Jax: Using vmap

Created on 25 Aug 2020  路  18Comments  路  Source: google/jax

Hi,

I want to compare the performance of using jit vs vmap, but I don't quite understand how to set the arguments for vmap.

My function expects 3 argments (array1, array2, par), where array1 is 3 dimensional, array2 is 1 dimension and par is a dictionary of parameters. The operation is performed over the 1st dimension of array1, and array2 and par are static.

## Using jit
dd = np.zeros((in1.shape[0],3,100),dtype=np.float32)
func_jit = jit(myFunc, static_argnums=[1,2])
for i in range(len(in1)):
    dd[i]=func_jit(in1,in2,params)

## Using vmap  (but this returns an error "tuple index out of range")
dd = np.zeros((in1.shape[0],3,100),dtype=np.float32)
func_vmap = vmap(myFunc, (0, None, None))
dd = EEI_vmap(in1,in2,params)

Thanks!

question

Most helpful comment

@jakevdp Can you give some insight into how one should choose between these two options?

The general rule is "jit at the outer-most level", i.e., outside of vmap and grad. That caches the work of tracing vmap inside jit, so it has less overhead.

All 18 comments

Hey @docyyz, thanks for the question!

(You may already know this, but for the best performance you likely want to use jit _and_ vmap together.)

Can you provide a bit more info, like the traceback you're seeing or a toy version of myFunc?

You can think of vmap(f, (0, None, None)(xs, a, b) as meaning this:

np.stack([f(x, a, b) for x in xs])

Notice that by iterating for x in xs we're un-stacking along the first axis (i.e. axis index 0) of xs.

Hi @mattjj , thanks for your response. Even after reading the docstring for vmap, I'm still confused about what I need for the in_axes and out_axes arguments in my case. The myFunc function basically does a convolution of in1[i] and in2. Sorry there was a mistake in my sample code, the fifth line should read:
dd[i]=func_jit(in1[i],in2,params)

So in the loop, i'm slicing _in1_ along the first axis and doing some mathmetical operations between the sliced _in1_ and _in2_ using parameters from _params_.

Would it be possible to share your code, as a runnable repro of the issue?
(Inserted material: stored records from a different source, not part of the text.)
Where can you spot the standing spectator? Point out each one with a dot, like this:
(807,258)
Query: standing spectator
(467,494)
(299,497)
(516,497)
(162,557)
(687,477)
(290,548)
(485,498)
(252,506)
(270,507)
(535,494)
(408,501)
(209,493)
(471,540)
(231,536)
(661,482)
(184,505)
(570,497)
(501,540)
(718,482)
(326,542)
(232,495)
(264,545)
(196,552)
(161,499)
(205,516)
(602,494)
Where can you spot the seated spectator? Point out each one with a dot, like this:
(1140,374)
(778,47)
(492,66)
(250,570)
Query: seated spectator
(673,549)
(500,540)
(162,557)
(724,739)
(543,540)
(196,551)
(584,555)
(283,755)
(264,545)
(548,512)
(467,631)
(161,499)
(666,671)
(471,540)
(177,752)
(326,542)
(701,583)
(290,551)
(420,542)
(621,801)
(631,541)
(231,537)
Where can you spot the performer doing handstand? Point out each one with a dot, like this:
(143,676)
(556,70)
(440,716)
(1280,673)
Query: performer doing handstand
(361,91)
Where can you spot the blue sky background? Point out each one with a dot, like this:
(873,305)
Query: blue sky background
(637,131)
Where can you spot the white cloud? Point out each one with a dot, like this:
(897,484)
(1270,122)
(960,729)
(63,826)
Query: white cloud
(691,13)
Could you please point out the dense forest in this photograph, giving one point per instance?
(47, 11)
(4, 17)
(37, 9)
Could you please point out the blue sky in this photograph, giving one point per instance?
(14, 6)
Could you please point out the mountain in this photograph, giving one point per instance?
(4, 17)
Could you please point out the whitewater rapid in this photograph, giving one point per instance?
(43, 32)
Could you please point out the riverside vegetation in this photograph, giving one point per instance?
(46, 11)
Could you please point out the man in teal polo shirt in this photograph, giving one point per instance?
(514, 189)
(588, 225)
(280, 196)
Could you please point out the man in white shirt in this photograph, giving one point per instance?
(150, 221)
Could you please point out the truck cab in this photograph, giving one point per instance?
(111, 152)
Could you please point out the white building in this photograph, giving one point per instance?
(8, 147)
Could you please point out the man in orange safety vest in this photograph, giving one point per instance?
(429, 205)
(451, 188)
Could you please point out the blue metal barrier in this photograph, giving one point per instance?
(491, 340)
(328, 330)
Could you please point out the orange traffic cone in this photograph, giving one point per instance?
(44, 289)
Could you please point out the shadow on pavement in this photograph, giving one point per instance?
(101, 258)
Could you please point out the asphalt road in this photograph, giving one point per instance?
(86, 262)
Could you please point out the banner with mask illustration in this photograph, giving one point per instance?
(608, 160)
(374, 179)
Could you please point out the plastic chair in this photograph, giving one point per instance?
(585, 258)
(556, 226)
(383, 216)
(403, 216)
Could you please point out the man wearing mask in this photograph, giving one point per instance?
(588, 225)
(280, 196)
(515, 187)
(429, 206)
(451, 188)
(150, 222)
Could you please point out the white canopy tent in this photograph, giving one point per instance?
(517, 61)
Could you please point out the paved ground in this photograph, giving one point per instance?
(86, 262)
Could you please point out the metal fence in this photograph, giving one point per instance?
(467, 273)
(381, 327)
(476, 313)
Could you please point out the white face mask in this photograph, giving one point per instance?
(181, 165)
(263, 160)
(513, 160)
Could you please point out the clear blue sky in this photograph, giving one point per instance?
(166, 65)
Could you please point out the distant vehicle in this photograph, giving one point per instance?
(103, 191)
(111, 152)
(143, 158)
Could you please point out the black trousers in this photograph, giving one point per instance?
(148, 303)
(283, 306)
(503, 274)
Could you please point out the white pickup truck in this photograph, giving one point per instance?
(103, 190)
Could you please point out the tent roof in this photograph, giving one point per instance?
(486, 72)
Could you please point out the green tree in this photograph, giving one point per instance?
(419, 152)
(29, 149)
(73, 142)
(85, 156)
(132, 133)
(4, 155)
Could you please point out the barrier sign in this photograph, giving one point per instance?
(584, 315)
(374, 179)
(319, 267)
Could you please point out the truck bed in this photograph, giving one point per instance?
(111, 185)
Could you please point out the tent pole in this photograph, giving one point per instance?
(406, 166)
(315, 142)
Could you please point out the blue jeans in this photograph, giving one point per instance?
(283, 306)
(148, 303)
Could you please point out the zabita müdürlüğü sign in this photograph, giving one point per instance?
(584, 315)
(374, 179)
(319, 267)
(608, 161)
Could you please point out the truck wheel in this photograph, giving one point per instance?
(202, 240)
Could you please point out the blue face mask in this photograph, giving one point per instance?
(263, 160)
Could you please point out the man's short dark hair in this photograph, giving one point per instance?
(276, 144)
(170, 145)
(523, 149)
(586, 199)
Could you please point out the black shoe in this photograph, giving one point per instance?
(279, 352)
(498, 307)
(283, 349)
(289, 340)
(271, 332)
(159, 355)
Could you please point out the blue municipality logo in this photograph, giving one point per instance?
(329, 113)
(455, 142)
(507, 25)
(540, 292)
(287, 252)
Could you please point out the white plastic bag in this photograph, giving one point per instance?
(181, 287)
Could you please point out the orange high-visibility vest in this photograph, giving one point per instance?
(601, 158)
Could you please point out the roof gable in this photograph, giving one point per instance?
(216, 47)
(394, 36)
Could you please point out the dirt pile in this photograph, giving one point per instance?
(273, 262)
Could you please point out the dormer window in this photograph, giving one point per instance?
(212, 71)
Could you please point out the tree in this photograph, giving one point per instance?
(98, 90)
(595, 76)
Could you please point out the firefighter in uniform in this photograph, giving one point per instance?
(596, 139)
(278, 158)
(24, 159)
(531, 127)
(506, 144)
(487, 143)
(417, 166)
Then we could probably sort things out very quickly!

ok, so do just need to create a github repo and share it with you?

That would work, but maybe you could minimize it enough just to paste inline in a comment here? Since this is just an API question, we probably don't need much from your project to answer it; just enough to be concrete. You could also just make up a toy example illustrating your question.

import numpy as np
import scipy as sp
import jax
import jax.numpy as jnp
import jax.scipy as jsp
from jax import jit, vmap

# Define my functions (main function is conv, which calls detrend)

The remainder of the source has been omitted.